Metadata-Version: 2.1
Name: ray-quickstart
Version: 0.1.8
Summary: Wrapper around the Ray library to make it easier for you to set up your ML project to use Ray to train/tune your models remotely on a GPU-enabled computer
Author-email: Tuyen Truong <tuyen.truong@gmail.com>
Project-URL: Homepage, https://github.com/tuyentruong/ray_quickstart
Project-URL: Bug Tracker, https://github.com/tuyentruong/ray_quickstart/issues
Classifier: Development Status :: 3 - Alpha
Classifier: Intended Audience :: Developers
Classifier: License :: OSI Approved :: MIT License
Classifier: Operating System :: OS Independent
Classifier: Programming Language :: Python :: 3
Requires-Python: >=3.7
Description-Content-Type: text/markdown
License-File: LICENSE.txt

This project allows you to quickly set up your machine-learning project so that you can develop locally on your computer and 
then train and tune your models remotely on a GPU-enabled computer.

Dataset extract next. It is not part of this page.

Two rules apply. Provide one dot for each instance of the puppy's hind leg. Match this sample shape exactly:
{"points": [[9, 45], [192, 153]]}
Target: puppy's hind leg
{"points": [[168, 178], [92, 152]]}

The remote training/tuning is implemented using 
[Ray](https://github.com/ray-project/ray).

## Why Ray QuickStart?

I think a lot of developers (like me) who are interested in getting started with ML learning are using Macs for their 
development, but Macs don't have GPUs and MPS devices are still nowhere close to being as fast as GPUS. I ended up 
buying a GPU card for my Windows computer, but found it cumbersome to develop on my Mac, commit my changes to GitHub, 
push the changes to my Windows computer, and then run my training and tuning from my Windows computer. In addition, 
I found myself having to manually save the trained models to the cloud and then download them to my Mac to use them for 
inference afterwards.

Ray was designed to address this inefficiency, but I didn't find it as easy as I would have liked to get it set up for 
remote training and tuning on another computer. It's possible that they have the functionality already in place, so 
please let me know if I am reinventing the wheel somewhere.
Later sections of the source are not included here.